SERENATA de Arturo Belda

– ¿Qué te pasa, mijo, que andás con esa cara?
– Me quiero matar, mama, me quiero morir.
– Venga mijito, cuéntele a su madre.
– Resulta, mama, que anoche fui a darle una serenata a mi novia. Fuimos con los músicos y estrenamos una canción que yo le compuse para ella, para la Martita.
– Ah, la Martita, la rubita, la hija de la Luisa.
– Sí, mama. Vino el Moncho con la guitarra, el Anselmo con la flauta y el Saturnino con el arpa. El pobre la trajo cargada, porque el hermano de él se había llevado el carrito de mano.
– Me gusta eso de las serenatas.
– Bueno, qué pasa, que esperábamos que se asomara a la ventana la Martita. Y no, ¿qué pasó? Se asomó un hombre y dijo: “espere mozo, que tengo que hablar con usté”. Bajó el hombre por las escaleras y ¡gran sorpresa! ¿Sabe quién era, mama? El tata en persona.
– Ah, sí, tu padre siempre supo andar por lo de la Luisa, y por muchas otras partes también.
– Bueno, mama, pero lo que pasa es que el tata, muy serio, me llevó a un lado y me dijo: “Usté, mijo, no se puede casar con la Martita y olvídese de ella para siempre. Ustedes dos no se pueden casar”. “¿Por qué, tata?” “Porque esa niña es su hermana”.

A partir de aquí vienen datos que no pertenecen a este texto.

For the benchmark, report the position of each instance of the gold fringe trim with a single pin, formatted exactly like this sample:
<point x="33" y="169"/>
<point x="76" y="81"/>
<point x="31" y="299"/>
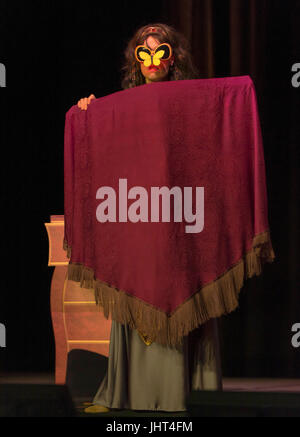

– Jua, jua, jua, ese viejo loco no sabe lo que dice.
– No, mama, no diga eso, que bajó también doña Luisa y llorando me dijo lo mismo. Desde la calle se oían los berridos que pegaba la Martita, y a mí se me partía el corazón con la pena.
– No hagas caso, mijo. La Luisa es una buena mujer, pero ella siempre tuvo niños entreveraos, nunca supo bien quiénes eran los padres. Se ponía a calcular cuándo había sido y nunca estaba segura. Siempre fue muy mala para los cálculos.
– No, mama, estaban los dos muy seguros. Además me dijeron que si nos casábamos cometíamos pecado mortal y Dios nos iba a castigar. Todos los hijos nos iban a salir lobizones.
– ¡Vaya puta! No diga eso, mijo. Usté se puede casar tranquilamente con la Martita. ¿No ve que ella es Sosa y usté es Ramírez? No son hermanos.
– Sí, mama, en los papeles está bien, pero la sangre es lo que manda.
– La sangre no manda nada, tu madre te lo dice. No pasa nada. Si la querés y ella te quiere a vos, casensen y sean muy felices. No son hermanos.
– Pero mire, mama, que doña Luisa me juró que era cierto, que es mi hermana. Me dijo que ella será tonta pero que nadie sabe mejor que ella lo que pasa en su casa.
– ¡Claro que es tonta la pobre, mijo! La Luisa sabe lo que pasa en su casa y yo sé lo que pasa en la mía. Si yo, hijo querido, te digo que se casen tranquilos, que no son hermanos, es porque yo sé muy bien, ¡yo sé muy bien lo que te digo! Y mirá que yo no soy tonta.